Ebenezer Scrooge is a despicable miser who, after supernatural intervention, becomes a generous and beloved member of the community overnight.
That’s the story, we’ve heard it a thousand times. Why hear it again?
Because some stories just stand the test of time by their persistent relevance, and in this respect, Charles Dickens’ “A Christmas Carol” is near the top of the list. Almost every year since 1990, the Denver Center Theater Company has put on a musical version of the, and people keep lining up to see it because, well, Scrooge.
We all have some Scrooge in us, some more than others. Or maybe we empathize with some of the victims of Scrooge’s pre-woke abuse.
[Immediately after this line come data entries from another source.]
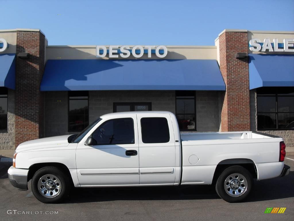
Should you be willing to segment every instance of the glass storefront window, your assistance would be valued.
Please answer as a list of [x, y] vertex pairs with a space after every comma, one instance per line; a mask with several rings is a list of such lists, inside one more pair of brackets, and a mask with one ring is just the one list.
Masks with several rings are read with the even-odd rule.
[[88, 92], [69, 92], [69, 131], [80, 131], [89, 125]]
[[176, 91], [176, 116], [181, 131], [196, 130], [194, 91]]
[[147, 111], [151, 110], [151, 103], [113, 103], [113, 112]]
[[0, 88], [0, 131], [7, 131], [7, 91]]
[[258, 130], [294, 129], [294, 88], [287, 88], [258, 90]]

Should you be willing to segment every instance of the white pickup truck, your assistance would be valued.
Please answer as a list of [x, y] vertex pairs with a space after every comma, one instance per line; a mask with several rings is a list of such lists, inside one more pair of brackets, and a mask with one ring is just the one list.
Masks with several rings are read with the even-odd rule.
[[289, 173], [279, 137], [250, 131], [181, 134], [166, 111], [101, 116], [78, 135], [24, 142], [8, 170], [12, 185], [55, 203], [75, 187], [213, 184], [230, 202], [260, 180]]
It’s not hard to divine similarities between the rich-poor division in Dickens’ time with what we see today in the U.S. and beyond. As the rich get richer, often at the expense of the rest of us, we see Scrooge-ism alive and well — no matter what crumbs trickle down.
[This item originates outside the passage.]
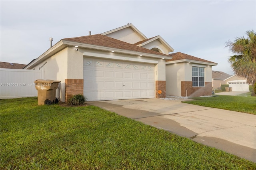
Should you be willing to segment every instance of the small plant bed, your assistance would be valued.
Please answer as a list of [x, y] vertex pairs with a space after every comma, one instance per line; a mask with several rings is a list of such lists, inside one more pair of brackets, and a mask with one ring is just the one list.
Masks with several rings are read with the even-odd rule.
[[214, 97], [191, 97], [184, 103], [256, 115], [256, 97], [249, 92], [238, 96], [219, 95]]
[[244, 169], [256, 164], [93, 106], [1, 100], [0, 169]]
And that’s what struck me in seeing “A Christmas Carol” again after quite a few years: We’re left with that feel-good ending as Scrooge mends his ways and learns the true meaning of Christmas. My more cynical 2017 side sees Scrooge, for the most part, buying his way out of disfavor with a strategic distribution of shillings. And on Boxing Day, he’ll still be rich, Bob Cratchit will still be poor, and Scrooge’s decades-long run of inflicting misery on everyone around him will not soon be forgotten.
Leaving that sobering note behind for the moment, it’s nonetheless a great pleasure to revisit this story via the Denver Center’s stellar production, directed by Melissa Rain Anderson from an adaptation by Richard Hellesen with music by David de Berry. The show is in the Denver Center’s large Stage Theater.
Returning once again as Scrooge is the great Sam Gregory, who inhabits the role with a devilish glee and a sly sense of humor that provides that much-needed comic relief as the character confronts his demons. Rhythmically, this production does a very nice job swinging between all of Dickens’ emotional touchpoints: the depths of human frailty, the power of family, the joy of Christmas, the plight of the poor, the strength of spirit exhibited by those who believe. And, of course, the terrible fate that awaits those who shun the milk of human kindness.
This production features a wonderfully diverse cast that freshens things up by disposing of some old tropes. Yes, Scrooge should probably always be a bitter old white guy, but the Ghost of Christmas Past is a beautiful black woman in shimmering white robes (Latoya Cameron); Tiny Tim (Lucas Turner) is African-America, meaning the Cratchit family itself is bi-racial. The Ghost of Christmas Present is also played by a black actor (Erick Pinnick), whose bombastic turn is a joy to behold. In another standout performance, Jeffrey Roark plays Jacob Marley as the Terminator of tortured souls, blasting into Scrooge’s bedroom with shocking fury and a great rattling of chains.
There are a lot of versions of Dickens’ 1843 classic kicking around these days, but it’s hard to beat the original story as set in Victorian England. So many holiday images, carols, tropes and characters seem to spring from this age, it’s like seeing the real thing before, say, Target got a hold of it.
This season’s “Christmas Carol” at the Denver Center is a ton of fun and as emotionally impactful as ever. It’s a topnotch production and one that will serve well those who’ve heard it many times before, or those just being introduced to this tortured character who continues to be relevant on so many levels.